The shuttle drifts steadily through the cold stillness of space, through an endless night tossing with terrible wonders the probing mind is afraid to understand. The man in the shuttle turns towards the window. He looks into the darkness, that same darkness he's seen for ten months, populated with innumerable worlds desolate and pale. How awful and vast is this place! And yet how brightly, how beautifully, the stars shine! They bring to mind an ancient verse:

Aerunil spreadeth her black garment betwixt the Twin Moons -- She adorneth her cloak with glowing sapphires to seduce the Kings of the Sun.

Glowing indeed. According to the natural order these sapphires are set in their places and carefully aligned for the cycles. They are the universe's gentle shepherds beloved and feared more than the old gods and the tyrant emperors who cast long shadows over forgotten civilizations. And they are the faithful watchers of manifold worlds, shining and concealing as planets make their consistent pilgrimages round about them, drinking from their ceaseless springs of light. Harbingers of peace and portents of doom, they sing forever and forever they dance in this infinite sanctuary while magi strive to know their secrets and their courses, to determine the coming days.

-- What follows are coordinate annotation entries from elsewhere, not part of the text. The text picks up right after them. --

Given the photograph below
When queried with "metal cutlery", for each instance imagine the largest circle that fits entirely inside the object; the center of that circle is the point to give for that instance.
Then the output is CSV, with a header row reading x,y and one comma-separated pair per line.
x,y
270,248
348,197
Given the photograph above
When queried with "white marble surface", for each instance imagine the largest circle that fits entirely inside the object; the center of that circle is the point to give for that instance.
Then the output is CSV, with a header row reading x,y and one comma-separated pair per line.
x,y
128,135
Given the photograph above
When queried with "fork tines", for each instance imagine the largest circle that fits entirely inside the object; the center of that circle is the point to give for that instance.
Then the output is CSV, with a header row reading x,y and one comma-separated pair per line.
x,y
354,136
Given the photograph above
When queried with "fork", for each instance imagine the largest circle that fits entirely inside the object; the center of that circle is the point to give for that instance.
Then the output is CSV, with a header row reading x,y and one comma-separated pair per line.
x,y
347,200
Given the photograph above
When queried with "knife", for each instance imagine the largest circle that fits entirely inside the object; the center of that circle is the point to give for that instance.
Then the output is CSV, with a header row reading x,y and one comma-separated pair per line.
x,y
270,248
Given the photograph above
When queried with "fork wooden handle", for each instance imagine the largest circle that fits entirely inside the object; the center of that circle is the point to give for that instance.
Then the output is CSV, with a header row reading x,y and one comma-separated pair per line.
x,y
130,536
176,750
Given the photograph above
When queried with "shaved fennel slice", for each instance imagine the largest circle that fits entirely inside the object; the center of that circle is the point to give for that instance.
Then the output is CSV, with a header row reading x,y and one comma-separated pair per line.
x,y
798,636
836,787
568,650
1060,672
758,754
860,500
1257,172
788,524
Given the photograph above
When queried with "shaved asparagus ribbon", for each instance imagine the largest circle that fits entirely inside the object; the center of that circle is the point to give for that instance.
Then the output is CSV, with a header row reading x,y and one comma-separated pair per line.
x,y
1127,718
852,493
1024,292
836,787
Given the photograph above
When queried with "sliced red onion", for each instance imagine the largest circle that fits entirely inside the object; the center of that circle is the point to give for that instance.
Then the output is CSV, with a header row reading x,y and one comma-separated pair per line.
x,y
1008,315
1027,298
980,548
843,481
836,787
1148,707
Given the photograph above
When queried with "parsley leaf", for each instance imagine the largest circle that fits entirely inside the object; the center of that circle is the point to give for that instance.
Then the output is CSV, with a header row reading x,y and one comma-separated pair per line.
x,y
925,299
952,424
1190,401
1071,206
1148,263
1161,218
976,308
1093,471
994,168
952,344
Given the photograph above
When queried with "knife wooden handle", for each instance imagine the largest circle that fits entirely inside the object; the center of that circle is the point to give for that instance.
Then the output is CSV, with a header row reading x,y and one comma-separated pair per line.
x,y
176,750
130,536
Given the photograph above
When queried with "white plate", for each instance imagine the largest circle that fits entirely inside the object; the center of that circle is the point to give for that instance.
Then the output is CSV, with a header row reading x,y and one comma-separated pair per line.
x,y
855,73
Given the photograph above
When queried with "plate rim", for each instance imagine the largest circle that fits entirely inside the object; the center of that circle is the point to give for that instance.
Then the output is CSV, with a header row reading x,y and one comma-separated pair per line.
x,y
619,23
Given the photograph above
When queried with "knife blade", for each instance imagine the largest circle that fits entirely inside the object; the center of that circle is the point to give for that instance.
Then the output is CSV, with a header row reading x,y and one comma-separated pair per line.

Aerunil's sapphires, the man smiles half-heartedly, Confounding and enlightening. Inconstant and always the same. He is alone in this clunky craft, the Mashada'ra-Shia. Alone for so long that his bones groan for human touch, a familiar voice, a caring eye or a listening ear.

Out his window he sees the dead world, Magma. Like an ember burning amongst ashes so this world flickers amid deep space.

Eden one day. Hell the next.

He can't bear to look there any longer. Too many torturous memories overcome him. The war, the pestilence, billions dying without hope. Evangeline was there, he remembers. He begged her not to go. It feels like just yesterday they argued. . . .

"Those people need a way out."

"If the fleet doesn't come none of you will have a way out!" he protested.

"I can't leave them without a chance."

That look in her eye . . . the compassion she had for those poor bastards . . . "Evie. . . ."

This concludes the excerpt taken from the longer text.